I'm probably missing changes in the docs or examples here. If this looks OK in general, I'll make a pass at documentation updates (and sign the CLA, etc.).

(also, oops, fixing the tests now...)

ilblackdragon commented 8 years ago

Hi, @mheilman thanks for PR, but current interface of monitor was organized this way according to monitors in current estimators: http://scikit-learn.org/stable/modules/generated/sklearn.ensemble.GradientBoostingClassifier.html#sklearn.ensemble.GradientBoostingClassifier.fit

And there are issues with passing monitor and logdir to init due to the constructor params been used as hyperparams - they are saved / restored with a model. The user may want to build a model with one monitor / logdir and then restore with another.

I agree though that Pipeline / GridSearchCV don't support monitors - I actually think this should be fixed in sklearn.

mheilman commented 8 years ago

Ah, right, I forgot that gradient boosting models have a monitor argument.
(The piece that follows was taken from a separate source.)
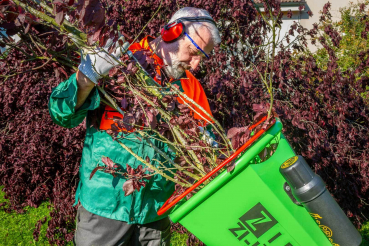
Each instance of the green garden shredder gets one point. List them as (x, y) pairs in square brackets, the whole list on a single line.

In fact, GridSearchCV.__init__ has a fit_params keyword argument, so logdir and monitor can just be passed in there. Sorry I didn't notice that earlier. I had been looking at GridSearchCV.fit (which only takes X and y).
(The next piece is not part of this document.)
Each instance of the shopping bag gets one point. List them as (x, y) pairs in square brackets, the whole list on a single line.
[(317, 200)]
I'm not sure how the fit params would work with pipelines, but they might be fine there, too, or will eventually.

ilblackdragon commented 8 years ago

Didn't know about fit_params, thanks for pointing out! If you are interested, you can try adding an example that uses GridSearchCV with monitor and logdir - I think would be pretty useful.

mheilman commented 8 years ago

Hmm... what about keyword arguments to predict methods (e.g., batch_size and axis here)? I don't see a way to access those via GridSearchCV.
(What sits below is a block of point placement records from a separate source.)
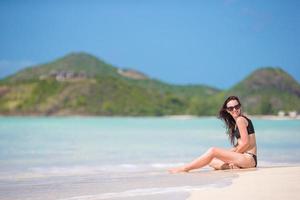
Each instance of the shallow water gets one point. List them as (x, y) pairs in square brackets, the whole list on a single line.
[(111, 158)]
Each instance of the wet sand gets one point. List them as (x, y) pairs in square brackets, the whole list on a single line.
[(262, 183)]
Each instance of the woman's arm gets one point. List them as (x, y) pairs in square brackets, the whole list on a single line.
[(243, 142)]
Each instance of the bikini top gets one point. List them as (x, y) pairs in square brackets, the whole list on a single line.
[(250, 129)]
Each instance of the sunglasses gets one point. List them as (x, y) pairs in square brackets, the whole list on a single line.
[(236, 107)]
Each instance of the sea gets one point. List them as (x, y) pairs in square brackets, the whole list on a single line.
[(91, 158)]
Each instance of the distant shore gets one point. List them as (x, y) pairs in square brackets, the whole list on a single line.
[(264, 183), (268, 117), (180, 117)]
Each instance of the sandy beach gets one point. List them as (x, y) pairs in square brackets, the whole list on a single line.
[(262, 183)]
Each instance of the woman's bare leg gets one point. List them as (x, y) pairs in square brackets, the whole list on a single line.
[(226, 156)]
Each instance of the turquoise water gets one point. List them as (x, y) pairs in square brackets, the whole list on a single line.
[(102, 151)]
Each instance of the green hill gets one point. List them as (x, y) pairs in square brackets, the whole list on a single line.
[(81, 84), (267, 91)]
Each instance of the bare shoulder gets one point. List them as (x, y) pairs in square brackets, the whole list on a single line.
[(241, 120)]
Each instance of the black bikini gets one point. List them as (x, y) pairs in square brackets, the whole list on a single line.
[(250, 130)]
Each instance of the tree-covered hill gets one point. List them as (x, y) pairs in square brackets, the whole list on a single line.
[(81, 84)]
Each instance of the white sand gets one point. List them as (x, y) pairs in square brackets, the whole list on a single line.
[(264, 183)]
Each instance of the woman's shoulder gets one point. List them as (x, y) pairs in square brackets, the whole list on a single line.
[(243, 119)]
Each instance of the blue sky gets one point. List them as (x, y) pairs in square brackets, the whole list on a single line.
[(217, 43)]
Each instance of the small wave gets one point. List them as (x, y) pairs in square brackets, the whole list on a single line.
[(135, 193)]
The default for axis seems fine for my purposes, but I ran into an issue with the batch_size default, where GridSearchCV was taking a ton of memory (> 8GB) because it was trying to predict on the entire dataset at once rather than in batches. Do you think it would make sense to make the default batch_size for predict be self.batch_size (but still let the user override is when needed)?

I'd be happy to make a PR if you think that makes sense. Sorry, it's a bit of a separate issue than this PR, but I figured it was related enough to discuss here...

ilblackdragon commented 8 years ago

Yeah, it make sense to have some default value and self.batch_size is closer then anything else. PR would be welcome!

On Thu, Mar 3, 2016 at 1:21 PM, Michael Heilman notifications@github.com wrote:

Hmm... what about keyword arguments to predict methods (e.g., batch_size and axis here https://github.com/tensorflow/skflow/blob/67d3fb03efdfa37e2b7013e2802d1b737f8fbe85/skflow/estimators/base.py#L270)? I don't see a way to access those via GridSearchCV.

The default for axis seems fine for my purposes, but I ran into an issue with the batch_size default, where GridSearchCV was taking a ton of memory (> 8GB) because it was trying to predict on the entire dataset at once rather than in batches. Do you think it would make sense to make the default batch_size for predict be self.batch_size (but still let the user override is when needed)?

I'd be happy to make a PR if you think that makes sense.

— Reply to this email directly or view it on GitHub https://github.com/tensorflow/skflow/pull/125#issuecomment-191969550.

Best regards, Illia Polosukhin

mheilman commented 8 years ago

OK, I made that minor change (and added an example of grid search) in #126.